If one has a need for control, it seems one would try to become a surgeon. An internist, it seems to me, should have a personality type that derives pleasure from empathy, from helping others. (As opposed to a litigator, who armchair psychology says is the sort of person that derives pleasure from victory.) Besides, damn it, communicating with your patient is part of a doctor’s job. And the doctor is always going to be doing that job from a position of authority and superior knowledge, so it’s never going to be a confrontation between equals; the doctor always has an advantage.

And then I turn that criticism to myself. I’m surely guilty of not communicating with my own clients at the level I wanted done in this case. I, too, operate in a complex environment and my communications with my clients is not one between equals. There are some differences, of course; but all the hallmarks of professional services are still there, including heavy amounts of jargon, complexity of circumstances, reliance upon extensive training and experience, and inherent uncertainty of outcome. How many times have my clients been frustrated with me, the way I was frustrated with these doctors? I’ve no way to know.

For now, though, it’s enough of an emotional challenge to stay focused on actually getting my work done, since the upcoming procedures are still generating a lot of anxiety for me and the rest of the family. But I do take a lesson that like these doctors, I need to ensure that my communication with my own clients must be meaningful and effective as well. I don’t have a “client advocate” hanging around to tell me when I’ve done a bad job communicating with my clients, the way the doctors at this hospital have a patient advocate who seems like he’s bugging them all the time but is really doing them a huge favor. I’ve got to do that job myself.
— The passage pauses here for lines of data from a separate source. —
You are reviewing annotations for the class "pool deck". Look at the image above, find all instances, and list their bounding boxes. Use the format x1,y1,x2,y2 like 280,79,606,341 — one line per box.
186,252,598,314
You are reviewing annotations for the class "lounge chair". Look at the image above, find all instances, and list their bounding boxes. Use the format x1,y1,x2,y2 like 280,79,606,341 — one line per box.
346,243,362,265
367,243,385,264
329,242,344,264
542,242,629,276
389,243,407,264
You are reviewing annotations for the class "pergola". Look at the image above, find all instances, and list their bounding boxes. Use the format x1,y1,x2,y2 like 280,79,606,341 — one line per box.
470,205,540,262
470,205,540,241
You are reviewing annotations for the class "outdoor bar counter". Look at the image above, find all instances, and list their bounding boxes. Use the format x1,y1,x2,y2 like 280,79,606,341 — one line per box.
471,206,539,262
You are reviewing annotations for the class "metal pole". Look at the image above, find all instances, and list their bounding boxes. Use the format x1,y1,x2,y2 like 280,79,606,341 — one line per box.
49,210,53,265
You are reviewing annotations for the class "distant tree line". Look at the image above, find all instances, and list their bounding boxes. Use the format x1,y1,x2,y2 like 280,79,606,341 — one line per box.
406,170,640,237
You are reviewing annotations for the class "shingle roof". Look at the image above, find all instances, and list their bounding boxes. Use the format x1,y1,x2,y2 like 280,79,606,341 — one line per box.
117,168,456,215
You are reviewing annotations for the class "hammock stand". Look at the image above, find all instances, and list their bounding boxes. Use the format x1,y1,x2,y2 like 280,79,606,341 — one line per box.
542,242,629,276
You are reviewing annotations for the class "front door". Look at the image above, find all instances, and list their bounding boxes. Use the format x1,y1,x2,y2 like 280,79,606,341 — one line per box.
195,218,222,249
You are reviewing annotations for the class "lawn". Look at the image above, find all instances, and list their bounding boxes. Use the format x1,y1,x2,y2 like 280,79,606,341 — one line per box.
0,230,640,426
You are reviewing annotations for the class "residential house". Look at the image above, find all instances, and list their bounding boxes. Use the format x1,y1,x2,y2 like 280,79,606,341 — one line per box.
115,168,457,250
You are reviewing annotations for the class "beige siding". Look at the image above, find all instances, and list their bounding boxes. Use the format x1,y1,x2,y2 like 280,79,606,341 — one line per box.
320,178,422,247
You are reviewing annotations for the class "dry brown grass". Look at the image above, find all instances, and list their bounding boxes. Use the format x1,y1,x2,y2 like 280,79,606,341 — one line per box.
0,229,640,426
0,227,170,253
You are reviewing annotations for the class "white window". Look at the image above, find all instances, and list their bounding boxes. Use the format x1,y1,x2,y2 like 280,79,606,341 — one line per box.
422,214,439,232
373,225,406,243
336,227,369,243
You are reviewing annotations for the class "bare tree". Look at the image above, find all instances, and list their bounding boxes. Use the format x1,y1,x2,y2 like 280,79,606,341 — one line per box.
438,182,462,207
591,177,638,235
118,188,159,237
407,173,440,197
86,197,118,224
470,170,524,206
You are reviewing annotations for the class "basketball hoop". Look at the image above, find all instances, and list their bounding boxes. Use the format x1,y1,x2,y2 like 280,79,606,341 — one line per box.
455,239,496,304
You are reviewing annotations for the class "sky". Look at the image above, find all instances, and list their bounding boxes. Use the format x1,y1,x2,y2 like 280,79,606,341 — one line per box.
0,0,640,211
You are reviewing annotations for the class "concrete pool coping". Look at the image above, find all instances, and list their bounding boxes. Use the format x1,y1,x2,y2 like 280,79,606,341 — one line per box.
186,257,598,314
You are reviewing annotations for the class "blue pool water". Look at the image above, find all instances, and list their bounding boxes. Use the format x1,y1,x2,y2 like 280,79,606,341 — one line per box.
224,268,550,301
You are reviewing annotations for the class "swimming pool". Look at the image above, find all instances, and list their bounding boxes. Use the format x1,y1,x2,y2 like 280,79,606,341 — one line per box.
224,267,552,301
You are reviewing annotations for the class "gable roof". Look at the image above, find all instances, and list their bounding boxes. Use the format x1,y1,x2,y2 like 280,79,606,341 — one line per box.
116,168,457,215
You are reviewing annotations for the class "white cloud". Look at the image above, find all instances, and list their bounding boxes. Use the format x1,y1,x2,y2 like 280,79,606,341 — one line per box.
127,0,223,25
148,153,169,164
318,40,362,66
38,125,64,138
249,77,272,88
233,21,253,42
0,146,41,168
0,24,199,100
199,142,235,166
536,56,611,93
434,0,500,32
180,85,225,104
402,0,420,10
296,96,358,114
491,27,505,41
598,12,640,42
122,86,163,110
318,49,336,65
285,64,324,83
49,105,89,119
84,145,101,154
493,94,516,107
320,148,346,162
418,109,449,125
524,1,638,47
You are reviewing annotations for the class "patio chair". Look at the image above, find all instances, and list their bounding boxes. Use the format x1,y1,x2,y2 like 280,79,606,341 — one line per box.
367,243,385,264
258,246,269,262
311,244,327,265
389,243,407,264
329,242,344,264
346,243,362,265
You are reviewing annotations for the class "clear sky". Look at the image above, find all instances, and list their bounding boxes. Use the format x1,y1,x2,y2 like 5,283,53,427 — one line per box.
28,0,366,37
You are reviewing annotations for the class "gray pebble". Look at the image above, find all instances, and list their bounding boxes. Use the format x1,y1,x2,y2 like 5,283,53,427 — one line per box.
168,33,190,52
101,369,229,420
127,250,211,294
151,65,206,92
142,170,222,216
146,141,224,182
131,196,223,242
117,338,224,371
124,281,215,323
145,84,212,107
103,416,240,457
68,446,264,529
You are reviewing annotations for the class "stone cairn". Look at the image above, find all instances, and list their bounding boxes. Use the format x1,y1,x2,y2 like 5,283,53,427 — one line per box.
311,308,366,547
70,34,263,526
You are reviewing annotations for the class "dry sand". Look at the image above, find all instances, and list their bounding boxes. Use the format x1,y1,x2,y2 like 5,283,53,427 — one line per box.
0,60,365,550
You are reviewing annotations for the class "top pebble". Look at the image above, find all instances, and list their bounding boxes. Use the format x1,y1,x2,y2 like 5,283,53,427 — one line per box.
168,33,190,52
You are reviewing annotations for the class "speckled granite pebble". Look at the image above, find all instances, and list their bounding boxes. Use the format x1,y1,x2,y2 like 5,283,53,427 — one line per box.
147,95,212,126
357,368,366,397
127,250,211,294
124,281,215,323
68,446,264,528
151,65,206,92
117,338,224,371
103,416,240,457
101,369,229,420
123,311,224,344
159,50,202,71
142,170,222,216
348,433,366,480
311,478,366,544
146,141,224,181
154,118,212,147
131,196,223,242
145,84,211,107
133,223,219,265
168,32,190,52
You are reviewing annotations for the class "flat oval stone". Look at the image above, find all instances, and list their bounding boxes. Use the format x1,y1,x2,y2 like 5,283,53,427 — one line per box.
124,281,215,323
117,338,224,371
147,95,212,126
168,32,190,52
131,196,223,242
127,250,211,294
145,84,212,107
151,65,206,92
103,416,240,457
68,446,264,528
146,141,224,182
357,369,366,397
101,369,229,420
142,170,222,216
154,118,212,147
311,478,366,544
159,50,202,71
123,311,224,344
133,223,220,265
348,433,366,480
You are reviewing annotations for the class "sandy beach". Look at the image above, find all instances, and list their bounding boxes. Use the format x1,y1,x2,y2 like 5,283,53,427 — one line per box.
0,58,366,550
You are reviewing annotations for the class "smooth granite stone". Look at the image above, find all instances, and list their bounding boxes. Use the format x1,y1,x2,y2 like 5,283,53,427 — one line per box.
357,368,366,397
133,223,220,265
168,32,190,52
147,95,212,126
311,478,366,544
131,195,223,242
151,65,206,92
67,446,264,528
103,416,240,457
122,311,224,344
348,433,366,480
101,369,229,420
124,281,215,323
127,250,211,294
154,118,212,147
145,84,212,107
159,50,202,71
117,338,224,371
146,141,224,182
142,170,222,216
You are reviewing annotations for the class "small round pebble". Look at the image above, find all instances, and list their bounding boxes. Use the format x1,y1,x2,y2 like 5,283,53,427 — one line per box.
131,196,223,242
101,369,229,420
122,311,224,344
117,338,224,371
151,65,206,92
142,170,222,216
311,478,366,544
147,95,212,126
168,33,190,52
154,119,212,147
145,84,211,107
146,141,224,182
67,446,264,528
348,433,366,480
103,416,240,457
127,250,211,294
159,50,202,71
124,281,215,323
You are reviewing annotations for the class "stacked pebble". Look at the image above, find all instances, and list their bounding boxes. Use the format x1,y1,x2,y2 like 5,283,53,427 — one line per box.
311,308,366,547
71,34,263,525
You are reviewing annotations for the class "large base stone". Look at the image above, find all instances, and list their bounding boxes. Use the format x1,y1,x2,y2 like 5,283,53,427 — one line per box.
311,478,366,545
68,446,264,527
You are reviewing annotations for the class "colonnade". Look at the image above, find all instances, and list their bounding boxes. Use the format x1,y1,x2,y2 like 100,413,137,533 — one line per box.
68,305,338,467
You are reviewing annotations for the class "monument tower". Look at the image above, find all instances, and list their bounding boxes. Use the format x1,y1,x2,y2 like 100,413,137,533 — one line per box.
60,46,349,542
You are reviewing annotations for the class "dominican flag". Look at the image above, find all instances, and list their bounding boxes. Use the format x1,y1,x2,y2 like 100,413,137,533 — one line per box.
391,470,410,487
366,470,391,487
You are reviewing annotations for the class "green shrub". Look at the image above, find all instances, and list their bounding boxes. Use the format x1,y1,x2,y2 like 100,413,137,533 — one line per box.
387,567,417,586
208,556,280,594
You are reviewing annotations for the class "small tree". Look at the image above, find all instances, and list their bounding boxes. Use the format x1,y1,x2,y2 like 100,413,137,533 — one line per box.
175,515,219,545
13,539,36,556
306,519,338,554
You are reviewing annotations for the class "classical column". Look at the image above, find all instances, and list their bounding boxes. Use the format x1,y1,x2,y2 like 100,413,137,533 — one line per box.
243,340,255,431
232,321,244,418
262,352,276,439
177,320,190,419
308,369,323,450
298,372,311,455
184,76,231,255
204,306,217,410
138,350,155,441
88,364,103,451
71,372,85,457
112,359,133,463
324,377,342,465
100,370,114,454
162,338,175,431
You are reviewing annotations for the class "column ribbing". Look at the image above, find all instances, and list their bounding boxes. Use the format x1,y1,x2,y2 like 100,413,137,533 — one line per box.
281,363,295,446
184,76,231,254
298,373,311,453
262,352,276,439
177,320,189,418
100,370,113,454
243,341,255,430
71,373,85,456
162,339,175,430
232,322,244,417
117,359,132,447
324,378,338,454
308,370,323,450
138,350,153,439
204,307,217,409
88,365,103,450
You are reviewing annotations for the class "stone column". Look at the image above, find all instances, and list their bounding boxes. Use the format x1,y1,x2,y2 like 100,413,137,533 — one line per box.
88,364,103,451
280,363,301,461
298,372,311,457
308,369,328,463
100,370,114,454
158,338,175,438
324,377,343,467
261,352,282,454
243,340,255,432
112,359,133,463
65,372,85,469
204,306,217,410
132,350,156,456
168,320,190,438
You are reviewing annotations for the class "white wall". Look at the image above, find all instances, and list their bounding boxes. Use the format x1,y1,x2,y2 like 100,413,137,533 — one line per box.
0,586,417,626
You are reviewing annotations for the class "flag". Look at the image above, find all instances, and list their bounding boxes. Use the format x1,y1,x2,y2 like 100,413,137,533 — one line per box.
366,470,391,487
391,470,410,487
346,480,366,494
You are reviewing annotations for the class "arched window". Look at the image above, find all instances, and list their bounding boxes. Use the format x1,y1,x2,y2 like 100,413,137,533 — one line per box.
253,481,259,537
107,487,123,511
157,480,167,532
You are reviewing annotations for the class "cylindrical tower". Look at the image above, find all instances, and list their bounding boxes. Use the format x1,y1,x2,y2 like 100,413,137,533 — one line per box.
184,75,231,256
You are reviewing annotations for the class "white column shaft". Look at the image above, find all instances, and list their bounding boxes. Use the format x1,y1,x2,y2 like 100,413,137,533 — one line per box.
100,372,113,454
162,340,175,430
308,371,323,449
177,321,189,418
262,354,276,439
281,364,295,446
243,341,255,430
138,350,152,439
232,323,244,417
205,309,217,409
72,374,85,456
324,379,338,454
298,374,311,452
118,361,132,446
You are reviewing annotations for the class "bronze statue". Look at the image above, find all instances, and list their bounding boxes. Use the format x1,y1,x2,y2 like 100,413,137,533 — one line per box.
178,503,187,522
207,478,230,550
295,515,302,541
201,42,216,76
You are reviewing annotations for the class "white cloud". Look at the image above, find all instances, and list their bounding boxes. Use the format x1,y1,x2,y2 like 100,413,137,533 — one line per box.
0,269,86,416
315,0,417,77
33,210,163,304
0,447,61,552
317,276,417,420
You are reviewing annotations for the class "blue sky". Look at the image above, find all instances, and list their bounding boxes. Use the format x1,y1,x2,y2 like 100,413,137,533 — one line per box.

Maybe a silver lining to this deeply unpleasant experience is that I’ll be a better lawyer for having gone through it.

Burt Likko

Pseudonymous Portlander. Homebrewer. Atheist. Recovering litigator. Recovering Republican. Recovering Catholic. Recovering divorcé. Recovering Former Editor-in-Chief of Ordinary Times. House Likko's Words: Scite Verum. Colite Iusticia. Vivere Con Gaudium.

2 Comments

  1. I don’t think I need to tell you that I agree with everything you wrote. I am quite distressed to read about how poor the communication with you and your relative was. Sadly not surprised. I think far too few of my colleagues truly do understand that yes, answering all of a patient’s questions is in fact part of our jobs. I know that I am in no way perfect at this myself, and have been told in the past that sometimes I can come across as aloof or brusque. It’s a professional shortcoming I’ve worked hard to correct, and have reasonable confidence that I’ve improved a lot from when I first entered practice. But improvement can’t begin without the doctor acknowledging the need for it in the first place, and without understanding that good patient care requires good communication.

    It’s a real shame that “malpractice” and “attorney” had to be inferred before the situation changed. You’re right that not everyone has a lawyer or doctor in the family to provide a subtle prod in this manner. I like to believe that this aspect of medical culture is improving, slowly, but we clearly have quite a way to go.

    In the meantime, I hope for your relative’s continued recovery.